3.2 Tasks of an Operating System

When you turn on the power to a computer, the first program that runs is usually a set of instructions kept in the computer’s read-only memory (ROM). This code examines the system hardware to make sure everything is functioning properly. This power-on self test (POST) checks the CPU, memory, and basic input-output systems (BIOS) for errors and stores the result in a special memory location. Once the POST has successfully completed, the software loaded in ROM (sometimes called the BIOS or firmware) will begin to activate the computer’s disk drives. In most modern computers, when the computer activates the hard disk drive, it finds the first piece of the operating system: the bootstrap loader.

The bootstrap loader is a small program that has a single function: It loads the operating system into memory and allows it to begin operation. In the most basic form, the bootstrap loader sets up the small driver programs that interface with and control the various hardware subsystems of the computer. It sets up the divisions of memory that hold the operating system, user information and applications. It establishes the data structures that will hold the myriad signals, flags and semaphores that are used to communicate within and between the subsystems and applications of the computer. Then it turns control of the computer over to the operating system.

The operating system’s tasks, in the most general sense, fall into six categories:

(1) Processor management;

(2) Memory management;

(3) Device management;

(4) Storage management;

(5) Application interface;

(6) User interface.

While there are some who argue that an operating system should do more than these six tasks, and some operating-system vendors do build many more utility programs and auxiliary functions into their operating systems, these six tasks define the core of nearly all operating systems. Next, let’s look at the tools the operating system uses to perform each of these functions.

3.2.1 Processor Management

The heart of managing the processor comes down to two related issues:

(1) Ensuring that each process and application receives enough of the processor’s time to function properly.

(2) Using as many processor cycles as possible for real work.

The basic unit of software that the operating system deals with in scheduling the work done by the processor is either a process or a thread, depending on the operating system.

It’s tempting to think of a process as an application, but that gives an incomplete picture of how processes relate to the operating system and hardware. The application you see (word processor, spreadsheet or game) is, indeed, a process, but that application may cause several other processes to begin, for tasks like communications with other devices or other computers. There are also numerous processes that run without giving you direct evidence that they ever exist. For example, Windows XP and UNIX can have dozens of background processes running to handle the network, memory management, disk management, virus checks and so on.

A process, then, is software that performs some action and can be controlled—by a user, by other applications or by the operating system.

It is processes, rather than applications, that the operating system controls and schedules for execution by the CPU. In a single-tasking system, the schedule is straightforward. The operating system allows the application to begin running, suspending the execution only long enough to deal with interrupts and user input.

(3-2) Interrupts are special signals sent by hardware or software to the CPU. It’s as if some part of the computer suddenly raised its hand to ask for the CPU’s attention in a lively meeting.

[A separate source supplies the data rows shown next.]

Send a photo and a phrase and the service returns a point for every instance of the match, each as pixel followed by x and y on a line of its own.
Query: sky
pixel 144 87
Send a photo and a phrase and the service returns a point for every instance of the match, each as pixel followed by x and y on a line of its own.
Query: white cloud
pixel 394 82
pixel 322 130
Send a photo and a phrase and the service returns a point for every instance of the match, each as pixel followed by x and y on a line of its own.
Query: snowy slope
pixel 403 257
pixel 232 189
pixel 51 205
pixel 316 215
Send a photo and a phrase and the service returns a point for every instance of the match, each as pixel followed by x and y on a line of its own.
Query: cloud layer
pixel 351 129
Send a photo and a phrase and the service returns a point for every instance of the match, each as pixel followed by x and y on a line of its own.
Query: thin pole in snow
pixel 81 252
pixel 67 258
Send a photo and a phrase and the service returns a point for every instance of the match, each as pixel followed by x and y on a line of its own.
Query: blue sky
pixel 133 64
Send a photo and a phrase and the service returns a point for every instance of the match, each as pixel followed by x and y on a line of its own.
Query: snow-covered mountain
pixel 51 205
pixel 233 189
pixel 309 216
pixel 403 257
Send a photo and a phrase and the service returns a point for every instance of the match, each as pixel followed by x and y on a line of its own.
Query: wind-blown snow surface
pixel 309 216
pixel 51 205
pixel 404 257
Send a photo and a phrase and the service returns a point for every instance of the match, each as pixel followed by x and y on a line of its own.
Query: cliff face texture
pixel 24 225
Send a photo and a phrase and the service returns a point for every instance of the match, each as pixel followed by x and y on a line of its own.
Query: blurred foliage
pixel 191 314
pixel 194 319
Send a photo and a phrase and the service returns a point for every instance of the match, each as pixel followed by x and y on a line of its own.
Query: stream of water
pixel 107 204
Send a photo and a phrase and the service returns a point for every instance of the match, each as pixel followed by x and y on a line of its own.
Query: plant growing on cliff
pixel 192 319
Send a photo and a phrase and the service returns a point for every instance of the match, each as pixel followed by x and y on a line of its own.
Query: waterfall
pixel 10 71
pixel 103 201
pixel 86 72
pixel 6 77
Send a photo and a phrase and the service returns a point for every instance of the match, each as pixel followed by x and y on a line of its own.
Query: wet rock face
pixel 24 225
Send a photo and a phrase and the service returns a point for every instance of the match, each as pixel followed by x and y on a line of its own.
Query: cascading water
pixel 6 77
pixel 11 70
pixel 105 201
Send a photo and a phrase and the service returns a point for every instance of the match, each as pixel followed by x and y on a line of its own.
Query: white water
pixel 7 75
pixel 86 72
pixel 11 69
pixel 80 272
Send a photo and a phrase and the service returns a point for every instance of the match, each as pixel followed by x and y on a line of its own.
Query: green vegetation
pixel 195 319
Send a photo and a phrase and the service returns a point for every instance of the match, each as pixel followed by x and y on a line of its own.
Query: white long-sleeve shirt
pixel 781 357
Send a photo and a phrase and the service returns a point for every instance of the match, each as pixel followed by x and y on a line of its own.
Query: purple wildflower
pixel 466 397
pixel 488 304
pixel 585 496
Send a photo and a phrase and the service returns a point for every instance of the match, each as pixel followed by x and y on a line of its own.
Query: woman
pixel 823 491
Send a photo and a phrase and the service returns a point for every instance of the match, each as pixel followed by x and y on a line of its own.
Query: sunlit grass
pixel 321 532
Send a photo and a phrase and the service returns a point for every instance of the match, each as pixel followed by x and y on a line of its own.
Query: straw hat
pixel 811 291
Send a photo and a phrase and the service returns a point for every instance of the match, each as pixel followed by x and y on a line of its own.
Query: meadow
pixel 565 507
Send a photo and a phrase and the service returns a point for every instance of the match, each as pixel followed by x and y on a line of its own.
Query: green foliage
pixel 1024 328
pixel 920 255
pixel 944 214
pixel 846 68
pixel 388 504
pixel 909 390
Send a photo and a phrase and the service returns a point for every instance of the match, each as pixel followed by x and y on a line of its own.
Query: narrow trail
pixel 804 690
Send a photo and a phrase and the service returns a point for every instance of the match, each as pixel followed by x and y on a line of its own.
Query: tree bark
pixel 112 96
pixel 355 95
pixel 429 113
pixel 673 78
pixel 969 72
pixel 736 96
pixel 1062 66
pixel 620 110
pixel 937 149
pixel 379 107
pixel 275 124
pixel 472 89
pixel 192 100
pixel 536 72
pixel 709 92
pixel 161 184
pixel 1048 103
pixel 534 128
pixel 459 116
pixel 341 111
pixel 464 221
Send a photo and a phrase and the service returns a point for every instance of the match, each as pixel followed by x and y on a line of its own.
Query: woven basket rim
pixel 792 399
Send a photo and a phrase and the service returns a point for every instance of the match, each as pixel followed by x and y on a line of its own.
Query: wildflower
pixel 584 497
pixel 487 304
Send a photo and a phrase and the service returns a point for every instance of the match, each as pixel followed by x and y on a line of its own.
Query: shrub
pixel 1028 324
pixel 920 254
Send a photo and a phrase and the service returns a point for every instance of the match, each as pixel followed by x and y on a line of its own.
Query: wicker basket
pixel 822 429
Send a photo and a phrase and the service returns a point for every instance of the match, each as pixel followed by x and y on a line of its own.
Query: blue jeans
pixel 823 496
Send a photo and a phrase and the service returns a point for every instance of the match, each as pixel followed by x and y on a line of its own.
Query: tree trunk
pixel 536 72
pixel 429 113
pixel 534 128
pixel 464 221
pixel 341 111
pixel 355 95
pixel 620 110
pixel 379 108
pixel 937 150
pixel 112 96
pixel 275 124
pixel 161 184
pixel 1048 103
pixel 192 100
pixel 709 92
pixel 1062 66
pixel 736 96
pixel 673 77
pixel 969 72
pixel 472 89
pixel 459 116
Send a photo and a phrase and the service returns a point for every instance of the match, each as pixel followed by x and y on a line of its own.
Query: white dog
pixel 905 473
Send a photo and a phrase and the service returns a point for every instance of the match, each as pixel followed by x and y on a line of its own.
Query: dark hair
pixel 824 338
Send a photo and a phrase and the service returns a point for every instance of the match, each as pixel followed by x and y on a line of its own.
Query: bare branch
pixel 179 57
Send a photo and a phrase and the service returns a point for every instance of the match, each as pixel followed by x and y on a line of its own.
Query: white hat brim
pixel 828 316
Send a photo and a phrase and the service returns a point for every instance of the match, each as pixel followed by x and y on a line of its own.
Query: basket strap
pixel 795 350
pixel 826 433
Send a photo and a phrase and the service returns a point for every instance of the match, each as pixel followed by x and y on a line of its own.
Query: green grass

Sometimes the operating system will schedule the priority of processes so that interrupts are masked—that is, the operating system will ignore the interrupts from some sources so that a particular job can be finished as quickly as possible. There are some interrupts (such as those from error conditions or problems with memory) that are so important that they can’t be ignored. These non-maskable interrupts (NMIs) must be dealt with immediately, regardless of the other tasks at hand.

While interrupts add some complication to the execution of processes in a single-tasking system, the job of the operating system becomes much more complicated in a multi-tasking system. Now, the operating system must arrange the execution of applications so that you believe that there are several things happening at once. This is complicated because the CPU can only do one thing at a time. Today’s multi-core processors and multi-processor machines can handle more work, but each processor core is still capable of managing one task at a time.

In order to give the appearance of lots of things happening at the same time, the operating system has to switch between different processes thousands of times a second. Here’s how it happens:

(1) A process occupies a certain amount of RAM. It also makes use of registers, stacks and queues within the CPU and operating-system memory space.

(2) When two processes are multi-tasking, the operating system allots a certain number of CPU execution cycles to one program.

(3) After that number of cycles, the operating system makes copies of all the registers, stacks and queues used by the processes, and notes the point at which the process paused in its execution.

(4) It then loads all the registers, stacks and queues used by the second process and allows it a certain number of CPU cycles.

(5) When those are complete, it makes copies of all the registers, stacks and queues used by the second program, and loads the first program.

3.2.2 Process Management

All of the information needed to keep track of a process when switching is kept in a data package called a process control block. The process control block typically contains:

(1) An ID number that identifies the process.

(2) Pointers to the locations in the program and its data where processing last occurred.

(3) Register contents.

(4) States of various flags and switches.

(5) Pointers to the upper and lower bounds of the memory required for the process.

(6) A list of files opened by the process.

(7) The priority of the process.

(8) The status of all I/O devices needed by the process.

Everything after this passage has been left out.